Sekilas kata ini terdengar sangat
sederhana, namun pemaknaan kata ini, menunjukan nilai kemanusiaan yang tinggi
serta peradaban ilmu pengetahuan yang mendalam pada saat itu, yaitu belajar
bersikap “Arif”. Prinsip ini kita temui sekarang dalam pengelolahan lingkungan
hidup sebagaimana dalam perundang-undangan yang dikenal dengan “Asas
Pembangunan yang Berkelanjutan” serta beberpaa produk perundang-undangan
lainnya yang mengunakan prinsip ini.
Masuknya investasi pertambangan
menjadi ancaman tersendiri bagi masyarakat suku sawai di halmahera, dari hasil
temuan (Januari 2011) nilai-nilai kearifan lokal yang ada pada suku sawai mulai
menghilang saat adanya perusahaan tambang yang beroperasi, hal ini diakibatkan
oleh dua hal; Pertama, besarnya lahan eksploitasi perusahaan tambang
menghilangkan dan mengancam sumber-sumber pendatapan masyarakat lokal, seperti
lahan perkebunan rakyat, sehingga masyarakat sawai untuk menjaga kembali
kearifan lokal Myo Facicile, masyarakat agak kesulitan akibat dari monopoli
lahan oleh perusahaan tambang, dan hampir tidak ada akses sumber daya alam
untuk masyarakat, dan Kedua; masuknya budaya asing, hal ini akibat dari
tingginya pendatang asing yang berlainan kebudayaan akibat dari adanya keberadaan
perusahaan tambang, ada sebagai tenaga kerja perusahaan dan, ada pula mengundi
nasib kerana adanya perusahaan tambang, akibat berbaurnya perbedaan budaya
serta minimnya langkah penyaringan kebudayaan oleh masyarkat mengakibatkan
munculnya budaya baru yang mengeser budaya-budaya masyarakat sawai, contohnya
budaya gotong royong atau disebut masyarakat sawai “Tegem Lukem” yang sudah
mulai menghilang, anak muda tidak lagi mengenal tegem lukem, malahan terkoptasi
dengan pola prilaku perkotaan yang dibawa dari luar, mulai dari cara berpakaian
hingga cara bergaul Mawas Diri Degradasi nilai-nilai kearifan lokal
terlihat-nyata akibat investasi pertambangan yang bercokol pada wilayah
tertentu, nilai-nilai kearifan lokal yang pada awalnya menjadi sarana interaksi
sosial masyarakat/komunitas untuk terus berkomunikasi, seakan hilang akibat
dari kesewenangan kebijakan pemerintah.
Konflik sosial barang tentu
merupakan tantangan dari hilangya medium komunikasi yang telah awal dibangun
oleh pendahulu. Konflik Maluku 1999-2002 sudah seharusnya menjadi catatan kaki
bagi pemerintah untuk mengevaluasi kembali pencanangan investasi pertambangan
di wilayah Maluku utara, tak hanya itu konflik sosial yang terjadi di beberapa
daerah dan ancaman disintegrasi bangsa, semisalnya di Papua menambah hasana
mawas diri pemerintah untuk lebih mengutamakan kepentingan rakyat, dari pada
kepentingan pemodal asing yang semakin mengancam pertahanan bangsa ini (NKRI).

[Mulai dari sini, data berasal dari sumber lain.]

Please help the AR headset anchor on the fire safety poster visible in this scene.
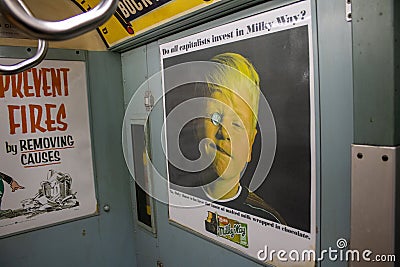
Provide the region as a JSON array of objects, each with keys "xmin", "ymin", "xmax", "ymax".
[{"xmin": 0, "ymin": 59, "xmax": 97, "ymax": 237}]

Hilangnya nilai kearifan budaya
sangat berakibat pada lemahnya benteng sosial masyarakat sesaat menghadapi
tekanan-tekanan dari luar yang datang, mudah terkoptasi, kurangnya komunikasi
antar masyarakat merupakan imbas dari hilangnya nilai kearifan lokal selain itu
politik adu domba mudah dilakukan oleh orang-orang yang tidak bertangung jawab.
Mengangkat kembali nila-nilai kearifan lokal sangat penting untuk dicanangkan,
mengurangi investasi pertambangan asing, serta mengoptimalkan sektor rill
masyarakat, perkebunan, pertanian, dan kelautan, yang hampir selama ini mati
akibat dari investasi skala masi, pertambangan, dan perkebuan besar. Pemerintah
sudah seharusnya mawas diri kembali bahwa pola dan tingkah laku masyarakat
Indonesia sebagai masyarakat Agraris. Kita Tunggu.